Gdańsk's first public playhouse was built during this period. Known as the Fencing School (Fechtschule), it hosted a variety of other entertainments and activities besides the theatrical. After comparing an engraving by Dutch artist Peter Willer published in 1687 to the dimensions given in the builder's contract of 1600 for the Fortune Playhouse in London, Jerzy Limon concluded that the Fencing School was built c. 1611 and modelled after the Fortune. He found support for this from archaeological excavations carried out by Marcin Gawlicki on the Gdańsk site in 1997–2000 and 2004. These suggested a plan of 22.4 m by 19.6 m, slightly smaller and less square than the Fortune, which measured 24 m by 24 m. A 1739 ground plan of the area discovered by Jerzy Michalak was published in 1998, which showed the Fencing School with a square plan.

The excavations found remnants of timber posts dating from the 1630s, which according to Limon were the result of a documented renovation of the theatre in 1635. Michalak has suggested that the excavated building was actually Gdańsk's second Fencing School, built in 1635, and that there was an earlier Fencing School, also a theatre, built in 1603 but on a different site.

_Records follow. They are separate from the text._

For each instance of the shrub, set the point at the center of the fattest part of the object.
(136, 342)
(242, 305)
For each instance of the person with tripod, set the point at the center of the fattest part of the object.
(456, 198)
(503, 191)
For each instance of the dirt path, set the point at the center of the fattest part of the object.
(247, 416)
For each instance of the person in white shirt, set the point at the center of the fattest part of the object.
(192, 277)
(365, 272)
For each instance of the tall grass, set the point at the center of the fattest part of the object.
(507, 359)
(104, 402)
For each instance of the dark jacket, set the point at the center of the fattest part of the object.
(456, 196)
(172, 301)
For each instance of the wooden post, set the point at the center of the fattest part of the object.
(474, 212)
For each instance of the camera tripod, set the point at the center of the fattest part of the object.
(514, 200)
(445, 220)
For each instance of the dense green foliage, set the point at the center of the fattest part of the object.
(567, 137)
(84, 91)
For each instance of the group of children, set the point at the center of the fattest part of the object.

The Fencing School was replaced in the 1740s on the same site, or adjacent to it, by a new municipal theatre known as the Comedy House (Comoedienhaus). This was then demolished in the early 19th century, and the site used for housing. The city's Great Synagogue subsequently stood there until it was demolished by the Nazis in 1939. The site was later used as a car park.

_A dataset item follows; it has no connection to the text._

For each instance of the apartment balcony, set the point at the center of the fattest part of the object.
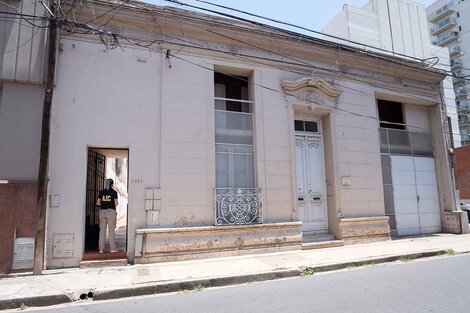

The Theatrum Gedanense Foundation was founded in 1991, with Charles, Prince of Wales as its patron. In 1993 it established Shakespeare Week, which in 1997 became the Gdańsk Shakespeare Festival. The annual event accompanies Gdańsk's St. Dominic's Fair. In 2004 the Foundation initiated an architectural competition for the new theatre, won in January 2005 by Italian architect Renato Rizzi. Construction became possible when European Union funds were offered in 2007. In September 2009 the groundbreaking ceremony was attended by Polish Prime Minister Donald Tusk. Construction started on 5 March 2011. The theatre was completed at a cost of 95 million zlotys (£18 million), of which 75% was funded by the European Union, with other funds coming from local government.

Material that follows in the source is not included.